1) A green coffee bean:

Green coffee bean under the microscope — A green coffee bean. Sadly no details as to magnification. Image shared under CC license from Nestle, Flickr

2) Instant Coffee

Instant coffee from Nestle — Spray dried instant coffee from the Nestle, Flickr account. Image shared under CC license.

3) Roast and ground coffee (fluorescence microscopy image)

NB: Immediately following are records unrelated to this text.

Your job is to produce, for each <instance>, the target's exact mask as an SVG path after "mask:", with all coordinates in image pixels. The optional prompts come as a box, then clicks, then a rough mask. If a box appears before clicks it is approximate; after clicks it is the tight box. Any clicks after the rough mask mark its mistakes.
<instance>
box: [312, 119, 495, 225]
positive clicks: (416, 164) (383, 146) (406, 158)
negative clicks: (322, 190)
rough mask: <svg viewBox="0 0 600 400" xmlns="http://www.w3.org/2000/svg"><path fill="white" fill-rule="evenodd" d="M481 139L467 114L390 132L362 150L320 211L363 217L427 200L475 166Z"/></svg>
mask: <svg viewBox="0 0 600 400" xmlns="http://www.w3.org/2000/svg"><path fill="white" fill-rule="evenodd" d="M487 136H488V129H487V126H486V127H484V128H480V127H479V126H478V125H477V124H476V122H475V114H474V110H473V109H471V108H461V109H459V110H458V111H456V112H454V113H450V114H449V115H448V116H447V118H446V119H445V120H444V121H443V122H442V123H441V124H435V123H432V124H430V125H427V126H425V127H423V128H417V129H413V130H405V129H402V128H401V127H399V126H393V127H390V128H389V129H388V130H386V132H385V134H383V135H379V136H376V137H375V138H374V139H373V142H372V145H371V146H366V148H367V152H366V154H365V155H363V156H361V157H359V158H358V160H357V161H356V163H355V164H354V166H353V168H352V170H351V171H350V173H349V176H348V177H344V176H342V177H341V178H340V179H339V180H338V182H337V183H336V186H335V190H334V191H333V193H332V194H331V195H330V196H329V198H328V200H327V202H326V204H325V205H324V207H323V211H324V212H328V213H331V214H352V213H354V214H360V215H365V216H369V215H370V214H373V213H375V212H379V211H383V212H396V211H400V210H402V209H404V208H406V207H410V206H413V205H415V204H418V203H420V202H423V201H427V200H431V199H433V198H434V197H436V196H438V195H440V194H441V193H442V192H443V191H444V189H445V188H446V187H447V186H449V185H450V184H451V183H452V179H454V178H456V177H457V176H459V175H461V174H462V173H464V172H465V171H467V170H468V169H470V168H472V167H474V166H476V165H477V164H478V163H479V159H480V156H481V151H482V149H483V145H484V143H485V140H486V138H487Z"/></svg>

ground coffee, fluorescence image — Ever wondered what your coffee looked like when magnified many times? This image using fluorescence microscopy is of roasted coffee. Note the similarities between this image and the following one (which has a scale bar). Image shared under CC license from Nestle, Flickr

3b) More ground, roasted coffee, this time from Zeiss

Zeiss roast coffee — Scanning electron microscope image of roast (and ground) coffee magnified 750x. Image from Zeiss, Flickr, Todd Simpson, UWO Nanofabrication Facility. Shared under CC license. (To put the scale bar in perspective, it is the size of the smallest particles in an espresso grind. Clearly, the grind here is quite coarse).

4) Finally, an image of tea, just to keep this article tea-coffee balanced:

Green tea under the microscope — Green tea as seen under the microscope by the scientists at Nestle. Shared under CC license Nestle, Flickr.

If you come across any great images of coffee (or tea) under the microscope, please do share them. In the meanwhile, enjoy your coffee however you brew it.